Thursday, June 16, 2005
The 8th Amendment prohibits cruel and unusual punishment. But can waiting for a jury verdict ever reach that level?
Probably not, but it must seem that way to some defendants, especially those who right now have timeless days of waiting. Jury deliberations in the trial of Dennis Kozlowski and Mark Swartz have gone on for 9 days. (see Wall Street Journal here) In the case of Richard Scrushy, the deliberations have not gone all week, and often for shorter days- but total to 15 days. (see Wall Street Journal here).
The complicated nature of these white collar cases may warrant longer deliberations. After all, a discussion of 4 months of testimony and exhibits takes time.
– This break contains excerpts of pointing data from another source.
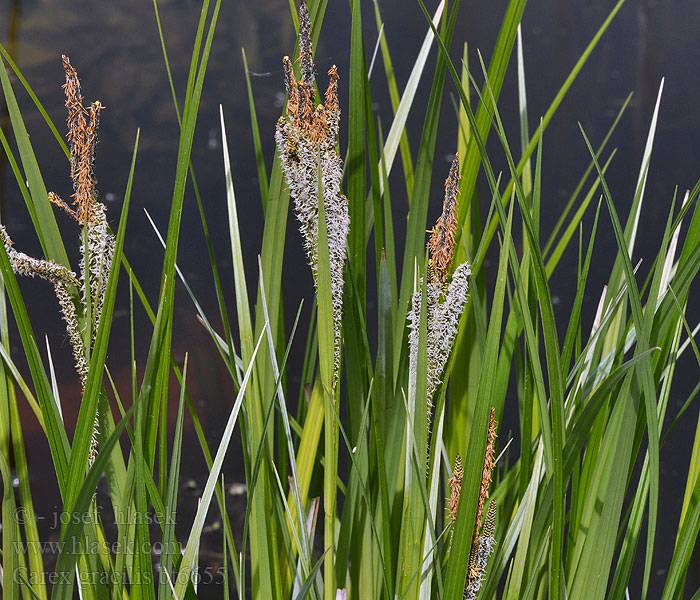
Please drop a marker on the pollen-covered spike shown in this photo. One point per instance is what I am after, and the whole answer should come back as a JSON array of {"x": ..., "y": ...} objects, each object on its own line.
[
  {"x": 490, "y": 521},
  {"x": 455, "y": 483},
  {"x": 290, "y": 83},
  {"x": 305, "y": 48},
  {"x": 74, "y": 103},
  {"x": 442, "y": 240},
  {"x": 431, "y": 270},
  {"x": 332, "y": 106},
  {"x": 55, "y": 199}
]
But what about the accused who waits, and yes, their family and friends who suffer with them? If found guilty, they will wish this time of freedom went on for longer. They will cherish the moments they had together, absent walls of incarceration. And if found guilty, the suffering to them is perhaps inconsequential in comparison to what harm or damage they caused to others. Its easy here to say - they deserve it!
But what if they are found not guilty? Can they chalk this up to a life experience that makes you rethink what is really important in life, or is there no way to recoup the years lost by this experience.
Addendum - We will not be seeing a verdict today in the Scrushy trial, as they will not be deliberating. See Birmingham, Alabama News here.